Working against that were Medea and Pheres’ auras.
The bilious green of old resentment at being forced to bear away a cursed child, black bitterness at the unfairness of a cosmos that cared nothing for the wants of the mortals who dwelled within it. His hands moved over them like a mountebank faith-healer at work, drawing courage from Camille and the urge to protect from Chaiya.
He wove it around them and saw the tension in their faces ease. And with that ease the fear became more manageable as it drained like water spiralling away into a sluice.
Lemuel heard grunting, bovine sounds and knew the killers were at the door. He slowly turned his head, biting his lip to keep from crying out in revulsion.
Two of the eyeless, rip-faced monsters stood in the opening to the cell, hunched over, bloodied teeth chattering and flensed skulls twitching from side to side. Their inmate smocks were stained black, as if something toxic were seeping from within their possessed flesh. They mewled in confusion, like spoiled children denied something sweet.
Lemuel held his breath as one of them stepped into the cell.
Its mutilated skull swayed from side to side as it drew nearer. Ropes of black saliva dro
oled from its ravaged mouth.
A suckered tongue slid from a lipless mouth.
It tasted the air for fear, but found nothing.
The creature hissed in frustration and turned its back.
Lemuel let out a silent exhalation.
Then Pheres began to cry.
The monster in the doorway stopped.
And Lemuel did the only thing he could to save them.
Fire and nightmares lashed the Imperial warriors.
Immaterial energies burned in every breath and corposant flared from every scream of a thread cut.
Flickering witch-fire leapt from madman to madman in the unnatural darkness. Horned silhouettes danced and skeletal shadows clawed out of the walls.
Four Vorax were smouldering wreckage. Two fallen Ursarax lay in pools of an oil-blood mix that stank of mortuary fluids.
The inmates of Kamiti Sona were powerful, yes, but they were untrained – without discipline, without unity.
Lambs to the slaughterman’s blade.
Promus rammed his skull-topped staff into the chest of a man whose eyes were afire. Ribs and spine shattered. Shock trauma pulped internal organs. A psychic pulse destroyed the warp-thing within. Its scream blackened the metal of Promus’ vambrace, scorching out a protective sigil inscribed by Ptolemy himself in a brighter age.
Hundreds of inmates with cindered skin and magma veins pressed them, fighting to escape the tempest-filled chamber as the legionaries fought to enter. They screamed with inhuman bloodlust, vessels for puppeting entities of atavistic hunger and insatiable soul-thirst.

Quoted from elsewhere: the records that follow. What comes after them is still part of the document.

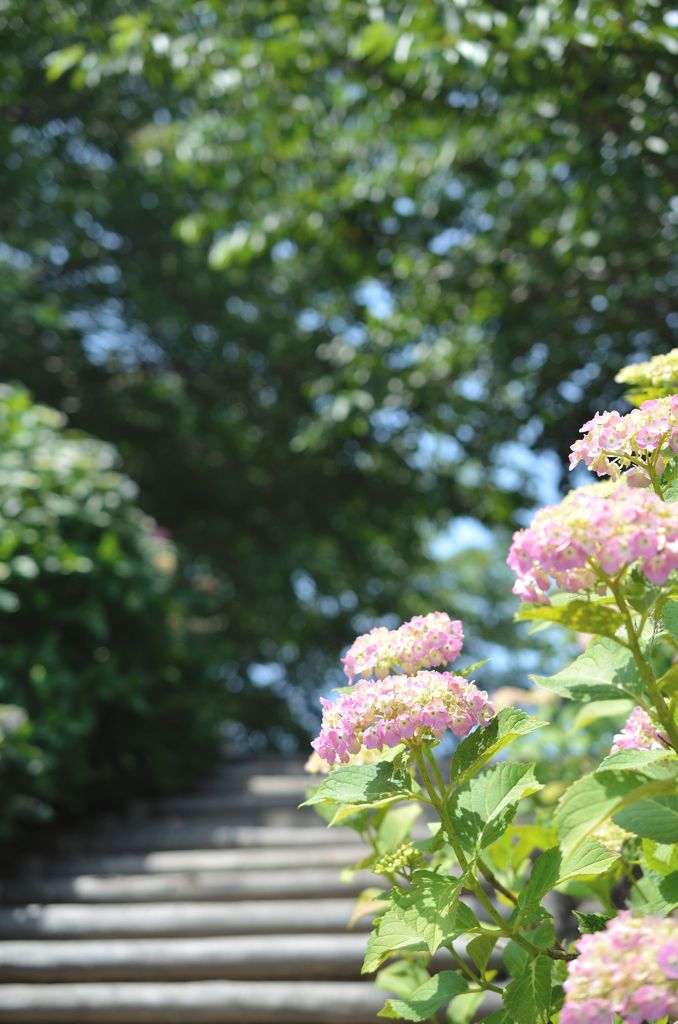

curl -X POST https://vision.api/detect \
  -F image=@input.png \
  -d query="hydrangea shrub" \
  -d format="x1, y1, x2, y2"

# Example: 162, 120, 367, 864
307, 350, 678, 1024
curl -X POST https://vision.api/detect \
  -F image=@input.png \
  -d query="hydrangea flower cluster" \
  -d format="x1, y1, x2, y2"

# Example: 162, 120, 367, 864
311, 672, 495, 765
611, 708, 668, 754
615, 348, 678, 387
560, 911, 678, 1024
342, 611, 464, 682
569, 394, 678, 485
507, 484, 678, 604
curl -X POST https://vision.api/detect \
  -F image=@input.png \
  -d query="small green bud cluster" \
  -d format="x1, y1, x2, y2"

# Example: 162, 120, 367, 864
372, 843, 426, 874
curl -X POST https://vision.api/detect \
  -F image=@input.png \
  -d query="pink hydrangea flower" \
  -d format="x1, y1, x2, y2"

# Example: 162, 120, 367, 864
507, 484, 678, 604
311, 672, 495, 765
610, 708, 668, 754
560, 910, 678, 1024
569, 394, 678, 484
342, 611, 464, 682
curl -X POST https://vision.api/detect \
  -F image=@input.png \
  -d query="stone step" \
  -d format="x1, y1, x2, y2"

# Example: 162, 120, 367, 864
0, 934, 376, 978
197, 770, 311, 803
0, 867, 386, 903
77, 815, 355, 853
0, 899, 370, 939
31, 843, 368, 880
0, 981, 385, 1024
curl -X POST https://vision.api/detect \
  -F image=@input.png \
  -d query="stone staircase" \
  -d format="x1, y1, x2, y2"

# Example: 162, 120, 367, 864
0, 760, 395, 1024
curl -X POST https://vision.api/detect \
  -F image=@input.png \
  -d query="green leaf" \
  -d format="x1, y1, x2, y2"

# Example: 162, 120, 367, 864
642, 839, 678, 874
615, 795, 678, 844
574, 910, 612, 935
662, 601, 678, 640
555, 771, 675, 857
504, 956, 551, 1024
598, 750, 676, 771
374, 958, 430, 998
45, 43, 85, 82
629, 868, 678, 918
659, 871, 678, 910
518, 846, 560, 910
450, 708, 548, 783
301, 761, 411, 807
448, 991, 485, 1024
449, 763, 542, 857
466, 935, 497, 974
531, 638, 643, 703
515, 598, 624, 638
363, 871, 479, 974
377, 971, 468, 1021
557, 836, 620, 885
376, 804, 421, 854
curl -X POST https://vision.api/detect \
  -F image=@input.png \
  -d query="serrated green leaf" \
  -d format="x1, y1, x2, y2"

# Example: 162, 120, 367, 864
449, 763, 542, 857
448, 992, 485, 1024
629, 868, 678, 918
574, 910, 612, 935
531, 638, 643, 703
557, 836, 620, 885
374, 959, 430, 998
450, 708, 548, 784
510, 824, 558, 871
377, 971, 468, 1021
570, 697, 635, 732
613, 794, 678, 844
466, 935, 497, 974
555, 771, 674, 858
376, 804, 421, 854
659, 871, 678, 910
662, 598, 678, 640
515, 599, 624, 638
504, 956, 551, 1024
518, 846, 560, 910
363, 871, 479, 973
642, 839, 678, 874
301, 761, 411, 807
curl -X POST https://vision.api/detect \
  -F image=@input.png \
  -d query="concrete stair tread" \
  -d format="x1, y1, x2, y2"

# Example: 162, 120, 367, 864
0, 898, 368, 939
30, 843, 368, 881
3, 867, 378, 903
71, 815, 364, 853
0, 981, 384, 1024
0, 933, 376, 978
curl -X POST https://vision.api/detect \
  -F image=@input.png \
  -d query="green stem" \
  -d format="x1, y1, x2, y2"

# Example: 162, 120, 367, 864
609, 581, 678, 751
424, 746, 518, 906
412, 746, 551, 956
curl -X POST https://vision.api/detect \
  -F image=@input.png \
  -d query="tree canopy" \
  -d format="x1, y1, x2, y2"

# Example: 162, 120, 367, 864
0, 0, 678, 737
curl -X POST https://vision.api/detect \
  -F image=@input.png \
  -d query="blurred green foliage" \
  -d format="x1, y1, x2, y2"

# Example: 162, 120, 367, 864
0, 0, 678, 735
0, 386, 232, 841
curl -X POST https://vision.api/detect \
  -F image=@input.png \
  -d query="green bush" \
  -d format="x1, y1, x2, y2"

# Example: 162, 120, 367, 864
0, 386, 221, 841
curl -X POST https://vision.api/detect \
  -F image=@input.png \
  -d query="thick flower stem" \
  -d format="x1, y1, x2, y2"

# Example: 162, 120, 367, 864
424, 746, 518, 906
412, 746, 553, 956
610, 582, 678, 752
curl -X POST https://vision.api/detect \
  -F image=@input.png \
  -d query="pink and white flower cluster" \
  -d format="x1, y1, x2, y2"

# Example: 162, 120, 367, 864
615, 348, 678, 388
507, 484, 678, 604
569, 394, 678, 485
610, 708, 668, 754
342, 611, 464, 682
311, 672, 495, 765
560, 910, 678, 1024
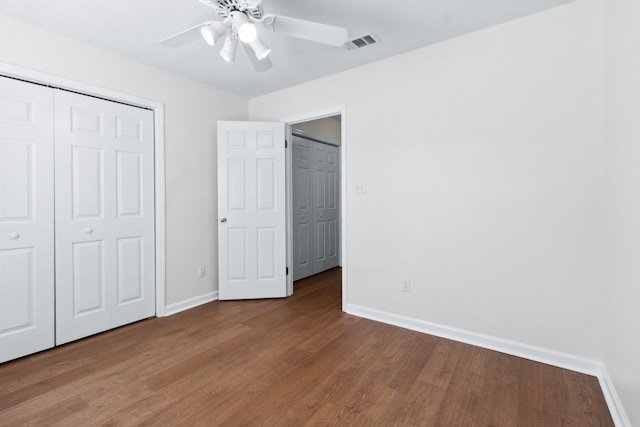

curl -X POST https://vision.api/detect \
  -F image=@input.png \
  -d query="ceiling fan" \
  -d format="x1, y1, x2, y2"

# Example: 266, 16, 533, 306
159, 0, 349, 72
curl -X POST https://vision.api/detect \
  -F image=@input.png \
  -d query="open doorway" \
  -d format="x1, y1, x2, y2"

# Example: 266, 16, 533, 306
285, 108, 346, 309
291, 115, 341, 282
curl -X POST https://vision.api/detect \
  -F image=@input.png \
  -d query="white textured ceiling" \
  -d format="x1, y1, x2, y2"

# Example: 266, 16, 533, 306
0, 0, 573, 98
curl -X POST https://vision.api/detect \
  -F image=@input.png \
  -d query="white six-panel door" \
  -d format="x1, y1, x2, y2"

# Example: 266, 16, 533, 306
55, 92, 155, 344
218, 122, 287, 300
0, 77, 54, 363
312, 142, 340, 274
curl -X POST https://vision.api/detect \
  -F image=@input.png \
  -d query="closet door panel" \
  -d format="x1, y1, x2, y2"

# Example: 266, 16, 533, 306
56, 92, 155, 344
110, 104, 155, 327
55, 91, 111, 345
0, 77, 54, 363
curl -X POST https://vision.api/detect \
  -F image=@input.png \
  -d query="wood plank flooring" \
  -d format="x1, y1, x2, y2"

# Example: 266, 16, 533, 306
0, 269, 613, 427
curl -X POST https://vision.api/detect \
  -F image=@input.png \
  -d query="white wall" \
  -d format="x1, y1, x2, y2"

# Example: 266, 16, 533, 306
249, 0, 604, 359
605, 0, 640, 426
0, 15, 248, 304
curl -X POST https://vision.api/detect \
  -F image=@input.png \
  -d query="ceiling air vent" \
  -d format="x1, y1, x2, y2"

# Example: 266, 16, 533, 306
344, 33, 380, 50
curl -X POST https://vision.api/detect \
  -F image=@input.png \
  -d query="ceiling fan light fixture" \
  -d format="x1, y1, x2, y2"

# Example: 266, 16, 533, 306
220, 35, 238, 62
238, 22, 258, 43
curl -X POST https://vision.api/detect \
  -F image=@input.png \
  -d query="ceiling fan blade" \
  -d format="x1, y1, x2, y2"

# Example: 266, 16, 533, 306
261, 15, 349, 47
158, 21, 217, 47
240, 43, 273, 73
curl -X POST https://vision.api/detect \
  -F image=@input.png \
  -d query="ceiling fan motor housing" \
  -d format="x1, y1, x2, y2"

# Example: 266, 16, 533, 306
200, 0, 264, 21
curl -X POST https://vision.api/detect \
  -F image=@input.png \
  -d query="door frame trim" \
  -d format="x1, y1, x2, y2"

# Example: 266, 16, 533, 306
0, 62, 166, 317
281, 104, 348, 311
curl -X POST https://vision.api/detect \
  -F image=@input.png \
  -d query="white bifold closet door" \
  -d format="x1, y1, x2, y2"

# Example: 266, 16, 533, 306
0, 77, 55, 363
55, 91, 155, 344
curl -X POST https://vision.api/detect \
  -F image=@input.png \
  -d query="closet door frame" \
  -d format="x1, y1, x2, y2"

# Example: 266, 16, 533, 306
0, 62, 166, 317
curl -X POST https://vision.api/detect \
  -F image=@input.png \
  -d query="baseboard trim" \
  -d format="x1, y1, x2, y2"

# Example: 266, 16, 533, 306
164, 291, 218, 316
345, 304, 631, 427
598, 366, 631, 427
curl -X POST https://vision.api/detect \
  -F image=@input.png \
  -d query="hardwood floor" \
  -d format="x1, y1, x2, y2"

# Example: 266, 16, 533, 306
0, 269, 613, 427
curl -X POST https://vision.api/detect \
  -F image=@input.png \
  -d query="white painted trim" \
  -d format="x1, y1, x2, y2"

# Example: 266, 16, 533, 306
164, 291, 218, 316
282, 105, 348, 311
345, 304, 631, 427
598, 372, 631, 427
0, 62, 166, 317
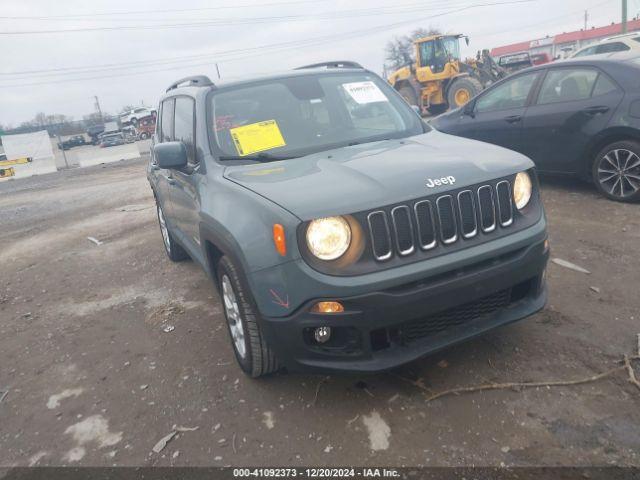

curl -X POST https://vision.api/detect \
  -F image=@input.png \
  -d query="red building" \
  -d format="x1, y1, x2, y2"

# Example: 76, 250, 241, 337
491, 19, 640, 58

None of the mortals wore the faces of those Nagasena sought: a stocky man and slender woman with equatorial-dark skin, a second woman with soft features and heterochromic eyes.
Promus dropped a dozen with head shots. Caustic blood sprayed. He went in hard against the others, shoulder low, staff splitting bodies left and right. Making space. He flowed into those spaces, killing and making yet more space. He fought five steps ahead, as though he had run a thousand theoreticals of this moment in the sparring cages.